March 28, 2026
Tape the hype
Paper Tape Is All You Need – Training a Transformer on a 1976 Minicomputer
Internet loses it over AI on a ’70s machine—nostalgia, shade, and trackpoint worship
TLDR: A programmer trained a simple AI on a 1970s PDP-11 to reverse digits, proving clever tuning can beat brute-force hardware. Commenters debated whether modern AI needs massive compute, joked about trackpoints, and dropped “Turing Machine” one‑liners—turning retro nostalgia into a sharp reality check on today’s AI hype.
A programmer just trained a tiny Transformer (an AI that learns patterns) on a 1976 PDP-11 minicomputer to reverse digits—and the comment section lit up like a retro arcade. One camp is screaming, “So do we really need all that modern mega-compute?” with one poster asking, “exactly how true?” while another snarked that the real flex is simply having a PDP-11 running in 2026. The project uses hand-tuned settings instead of fancy modern optimizers and fits in the kind of memory your smartwatch would laugh at. Cue debates about whether this is genius perspective or just a clever party trick.
The nostalgia wave was strong: people fawned over the author’s 20-year-old “modern” laptop with a beloved concave trackpoint, turning the thread into a surprise keyboard cult rally. Meanwhile, a zinger stole the show: “So, really, a Turing Machine is all you need?” which had the crowd riffing on minimalism and the old-school roots of computing. The author jumped in, all chill and helpful, offering to field questions about fixed-point math and hardware quirks, winning points for transparency.

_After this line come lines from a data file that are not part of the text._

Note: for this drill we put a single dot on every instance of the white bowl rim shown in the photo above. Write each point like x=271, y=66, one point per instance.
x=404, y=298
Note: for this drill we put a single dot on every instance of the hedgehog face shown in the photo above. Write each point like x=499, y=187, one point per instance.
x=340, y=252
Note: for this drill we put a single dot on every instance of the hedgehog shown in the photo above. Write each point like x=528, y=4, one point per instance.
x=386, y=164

Is this going to replace your phone’s AI? No. But as a time-traveling thought experiment, it’s pure gold—and yes, Tensor2Tensor fans chimed in to note the reversal task is a legit benchmark. Retro meets reality, and the comments did not disappoint.
Key Points
- •ATTN/11 implements a single-layer, single-head transformer in PDP-11 assembly to reverse 8-digit sequences.
- •The encoder-only architecture uses embeddings, self-attention with residual, output projection, and softmax; no layer norm, FFN, or decoder.
- •Model size: d_model=16, vocab=10 (digits), sequence length=8, totaling 1,216 parameters.
- •Initial Fortran IV training with uniform LR took ~1,500 steps (≈6.5 hours on hardware); per-layer LRs cut this to ~600 steps (~2.5 hours) with SGD.
- •Bare-metal assembly and fixed-point NN11 enable fitting in 32KB (vs 64KB) and a compact 6,179-byte binary; Adam was avoided due to memory/compute costs.